Machine learning: Logistic regression

Just finished week 3 of Andrew Ng’s machine learning course on Coursera. I’m going to try to blog each week summarizing what I learned.

This week’s topic is logistic regression; predicting discrete outcomes like “success or failure” from numeric data inputs. Ie: “our diagnostics measure these 4 numbers for a tumor. Is it cancerous or benign?” Turns out logistic regression is basically just linear regression where the output set is restricted to the interval [0, 1]. Normal linear regression gives all real numbers on output, so you pass that through the sigmoid curve to bound the result to [0, 1]. That number is effectively “the probability the output is 0”, you can then threshold it at 0.5 to map it to a strictly binary “success or failure” output. There’s a bunch of math then to define the cost function and the partial derivatives of the cost function which you can then use with an optimization algorithm like gradient descent.

Logistic regression only classifies data into two classes. If you want N classes you do logistic prediction many times, ie: “is it A or not A? is it B or not B? is it C or not C?” and then pick the class ABC with the highest probability.

The predictor you get from the logistic regression is best understood in terms of a decision boundary, a drawing of the threshold that tips an input from success to failure. My final homework assignment was learning this threshold boundary to separate plusses from squares where the input data is 2 dimensional. The green line is the learned threshold boundary, some sixth order polynomial the magic optimizer found for me.

Screen Shot 2015-08-02 at 11.02.08 AM

Thankfully the course moved on a bit from math into “use the black box” by introducing fminunc, a black-box minimizer provided by Matlab/Octave. All it needs is the cost function and its partial derivatives and it does who-knows-what to find the minimum. Frankly I wish the class spent more time on how to use fminunc well and less time deriving the gradient descent solutions that I’ll never use again. But gradient descent is a nice simple optimizer and it is good to know how at least one works.

This week also introduced the concept of overfitting, of specializing your predictor too tightly to the data. Regularization was the solution provided for overfitting; basically biasing the cost function to prefer small values of theta, the learning model parameters we’re optimizing. Ng doesn’t really explain why small values of theta are “better” other than presenting some intuition that a theta_i of 0 means the parameter is fully ignored and a theta_i of 1000 means it’s way too overemphasized. The regularization parameter lambda is picked out of a hat much like the learning rate alpha is also picked for gradient descent.

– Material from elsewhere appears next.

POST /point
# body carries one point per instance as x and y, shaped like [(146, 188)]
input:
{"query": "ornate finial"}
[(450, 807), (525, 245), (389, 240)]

Along the way I learned how to define anonymous functions in Octave which then gives you a really easy way to curry a partial function application (in this case, currying X and y into my costFunction so that fminunc only works on the parameter t.

fminunc(@(t)(costFunction(t, X, y)), initial_theta, options)

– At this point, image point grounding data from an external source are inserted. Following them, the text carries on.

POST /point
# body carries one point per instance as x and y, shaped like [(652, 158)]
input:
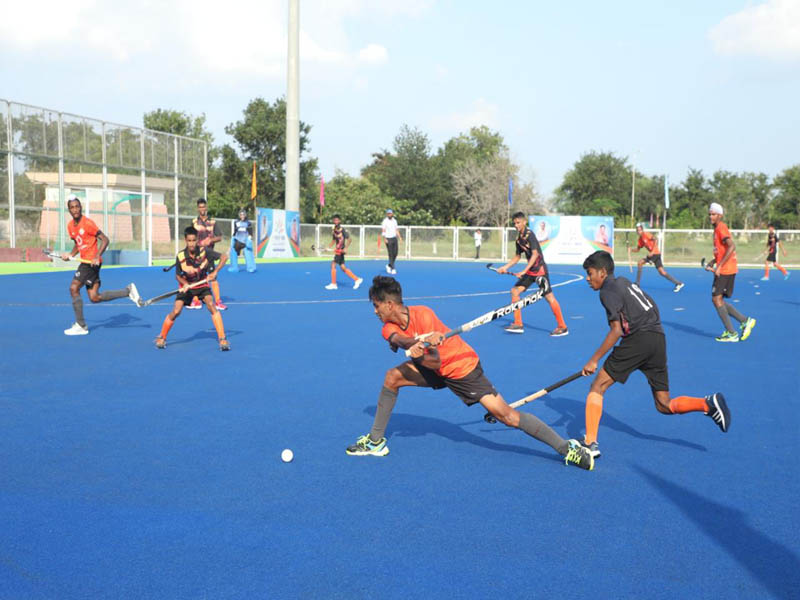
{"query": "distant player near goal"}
[(450, 363), (91, 243), (648, 240)]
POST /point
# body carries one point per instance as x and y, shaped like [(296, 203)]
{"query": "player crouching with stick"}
[(437, 362), (192, 265)]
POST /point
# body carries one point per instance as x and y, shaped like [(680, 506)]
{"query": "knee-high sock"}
[(217, 319), (726, 320), (113, 294), (536, 428), (77, 307), (683, 404), (556, 308), (386, 400), (165, 327), (594, 410), (735, 313)]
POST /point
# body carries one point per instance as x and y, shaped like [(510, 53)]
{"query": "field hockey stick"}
[(497, 313), (489, 418), (172, 293)]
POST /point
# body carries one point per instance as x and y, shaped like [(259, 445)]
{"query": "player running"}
[(339, 244), (773, 244), (647, 240), (192, 265), (528, 245), (633, 316), (448, 363), (208, 234), (724, 266), (91, 243)]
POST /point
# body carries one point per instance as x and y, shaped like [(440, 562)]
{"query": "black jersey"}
[(627, 303), (526, 244)]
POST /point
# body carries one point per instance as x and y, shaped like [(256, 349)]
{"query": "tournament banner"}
[(569, 240), (278, 233)]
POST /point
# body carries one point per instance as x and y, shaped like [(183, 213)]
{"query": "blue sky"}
[(711, 84)]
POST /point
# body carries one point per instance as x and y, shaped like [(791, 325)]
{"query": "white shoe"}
[(76, 330), (133, 294)]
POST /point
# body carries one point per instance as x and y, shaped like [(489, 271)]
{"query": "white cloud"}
[(769, 30), (480, 113)]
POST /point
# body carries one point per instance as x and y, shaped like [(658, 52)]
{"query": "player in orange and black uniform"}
[(647, 240), (450, 363), (91, 243), (528, 245), (208, 234), (725, 266), (773, 243), (193, 264), (339, 244)]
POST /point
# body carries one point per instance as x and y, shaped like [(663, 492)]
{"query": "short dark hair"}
[(385, 288), (599, 260)]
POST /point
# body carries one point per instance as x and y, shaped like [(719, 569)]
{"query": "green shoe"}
[(727, 336), (747, 327), (364, 446)]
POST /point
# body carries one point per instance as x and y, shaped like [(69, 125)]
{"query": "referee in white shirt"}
[(390, 233)]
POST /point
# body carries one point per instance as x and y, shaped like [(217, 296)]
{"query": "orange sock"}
[(217, 319), (684, 404), (594, 410), (167, 325), (556, 308)]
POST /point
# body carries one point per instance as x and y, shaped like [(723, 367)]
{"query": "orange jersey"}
[(648, 241), (721, 233), (84, 234), (458, 358)]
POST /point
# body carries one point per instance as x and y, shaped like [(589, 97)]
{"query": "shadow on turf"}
[(774, 565), (405, 425)]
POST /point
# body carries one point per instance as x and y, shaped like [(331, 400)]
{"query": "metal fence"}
[(137, 184)]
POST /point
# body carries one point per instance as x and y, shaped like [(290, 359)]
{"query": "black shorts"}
[(88, 275), (192, 293), (470, 388), (723, 285), (645, 351), (655, 260), (528, 280)]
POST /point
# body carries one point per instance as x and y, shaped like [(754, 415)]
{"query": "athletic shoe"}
[(747, 328), (579, 456), (76, 330), (718, 411), (364, 446), (133, 294), (727, 336), (593, 448)]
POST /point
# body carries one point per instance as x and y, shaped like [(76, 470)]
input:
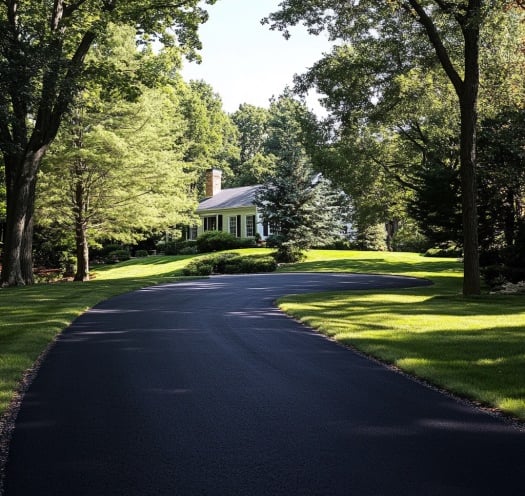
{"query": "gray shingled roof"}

I continue to be amazed that I type vector equations into Octave and they Just Work on first try, despite my being rusty on linear algebra not to mention matrix programming languages. I’m kind of just accepting that if the homework grader says I got it right I’m done.

Some metacomments about the course… I read something somewhere that characterized this as an advanced undergraduate class, maybe sophomore or junior level. That feels about right and explains why it seems a little too easy. But easy in the right ways for me, I really don’t want to do the math derivations. Also I discovered a lot of previous students’ homework checked in on GitHub. Cheating would be stupid, who would I cheat but myself? But it’s nice to be able to look what other students did. Helped me verify arrayfun() was really the right thing to apply a scalar function to a matrix, for instance.

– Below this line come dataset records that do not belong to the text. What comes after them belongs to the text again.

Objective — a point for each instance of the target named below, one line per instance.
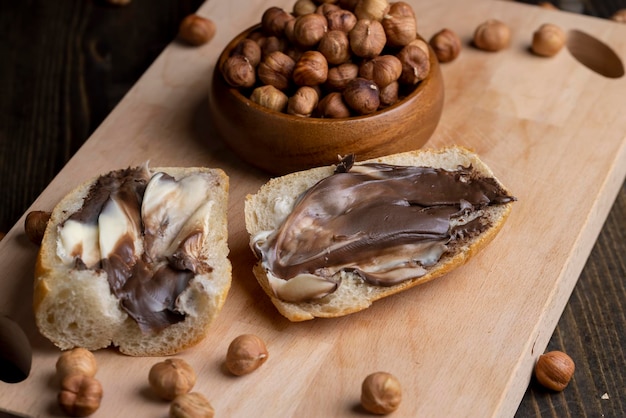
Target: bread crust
(76, 308)
(262, 213)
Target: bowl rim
(236, 92)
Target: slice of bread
(74, 303)
(266, 210)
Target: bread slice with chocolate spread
(332, 240)
(136, 259)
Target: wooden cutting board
(552, 130)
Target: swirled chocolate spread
(385, 223)
(140, 230)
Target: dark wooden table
(65, 65)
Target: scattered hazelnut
(191, 405)
(250, 50)
(325, 8)
(303, 7)
(367, 38)
(554, 370)
(333, 106)
(273, 21)
(269, 97)
(35, 225)
(276, 70)
(76, 361)
(245, 354)
(196, 30)
(400, 24)
(381, 393)
(619, 16)
(446, 44)
(171, 377)
(415, 64)
(303, 102)
(335, 46)
(362, 96)
(382, 70)
(339, 76)
(548, 40)
(309, 29)
(371, 9)
(492, 35)
(238, 72)
(341, 19)
(311, 69)
(80, 395)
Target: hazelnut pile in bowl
(327, 79)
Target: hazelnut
(341, 19)
(554, 370)
(309, 29)
(270, 97)
(304, 7)
(35, 225)
(339, 76)
(415, 64)
(335, 46)
(619, 16)
(367, 38)
(276, 70)
(303, 102)
(76, 361)
(547, 5)
(325, 8)
(371, 9)
(271, 44)
(400, 24)
(273, 21)
(548, 40)
(389, 94)
(446, 44)
(492, 35)
(362, 96)
(250, 50)
(238, 72)
(348, 4)
(196, 30)
(171, 377)
(245, 354)
(191, 405)
(289, 32)
(382, 70)
(311, 69)
(333, 106)
(381, 393)
(421, 44)
(80, 395)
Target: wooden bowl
(280, 143)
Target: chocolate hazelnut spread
(385, 223)
(136, 227)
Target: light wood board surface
(551, 129)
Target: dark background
(64, 66)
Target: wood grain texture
(591, 328)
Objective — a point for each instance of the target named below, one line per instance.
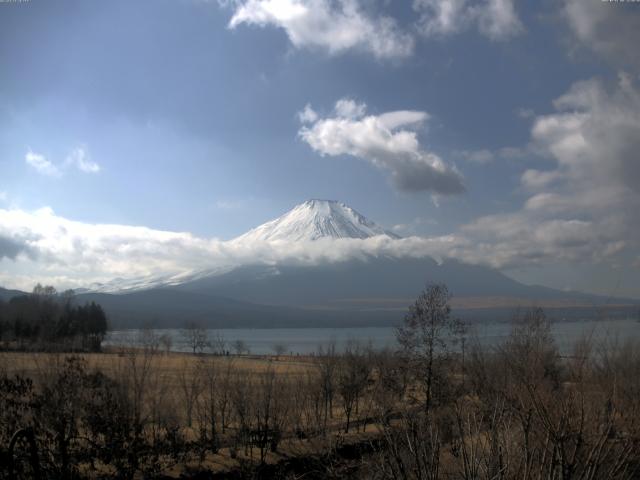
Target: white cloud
(388, 141)
(495, 19)
(609, 29)
(40, 163)
(334, 26)
(307, 115)
(586, 205)
(79, 158)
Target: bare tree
(195, 336)
(189, 381)
(240, 347)
(427, 328)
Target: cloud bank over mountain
(45, 247)
(388, 141)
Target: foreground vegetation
(45, 320)
(439, 407)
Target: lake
(308, 340)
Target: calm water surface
(308, 340)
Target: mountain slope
(315, 219)
(360, 284)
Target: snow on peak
(315, 219)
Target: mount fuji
(366, 290)
(315, 219)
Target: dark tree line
(45, 318)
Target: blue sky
(515, 129)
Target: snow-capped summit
(316, 219)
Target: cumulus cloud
(388, 141)
(333, 26)
(40, 164)
(13, 245)
(40, 246)
(609, 29)
(78, 158)
(586, 205)
(495, 19)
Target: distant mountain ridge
(366, 290)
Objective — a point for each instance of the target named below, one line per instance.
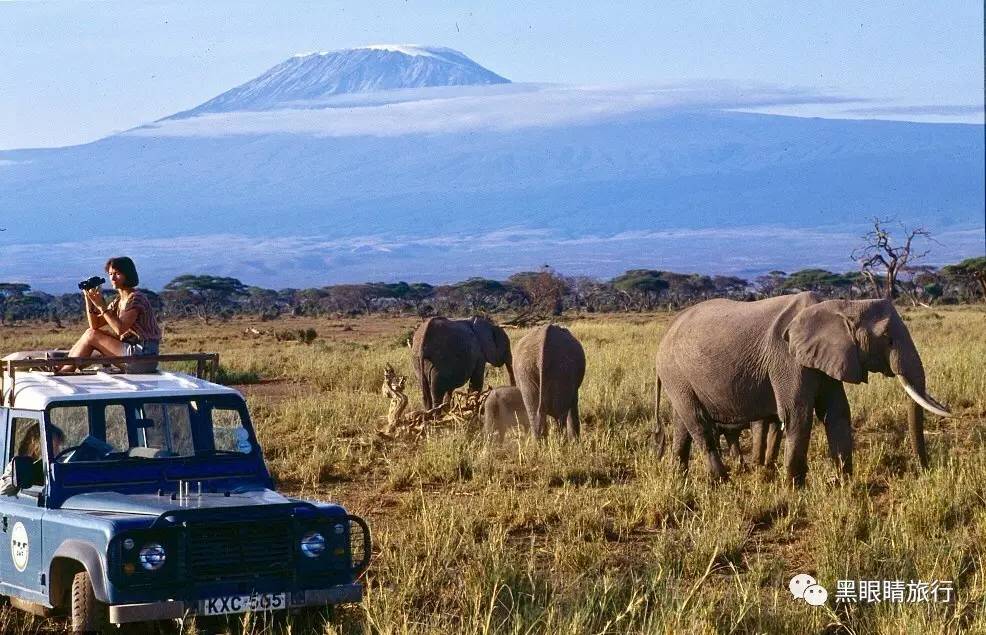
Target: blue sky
(74, 71)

Now I feel like I’ve studied enough machine learning to apply it to a problem I care about. I intend to look at League of Legends match results, to see whether I can predict a game is a win or a loss based on match performance. The simplest thing is to look at end of game stats like kills or gold earned. Of course end of game I already know for sure if it was a win or a loss, but I’m thinking I can read the learned model parameters out to see how significant a contribution those inputs like kills are to whether a team wins. Alternately I can get ahold of some mid-game stats like “gold earned after 20 minutes”, whether that results in a win or a loss is a bit more of a legitimate prediction problem.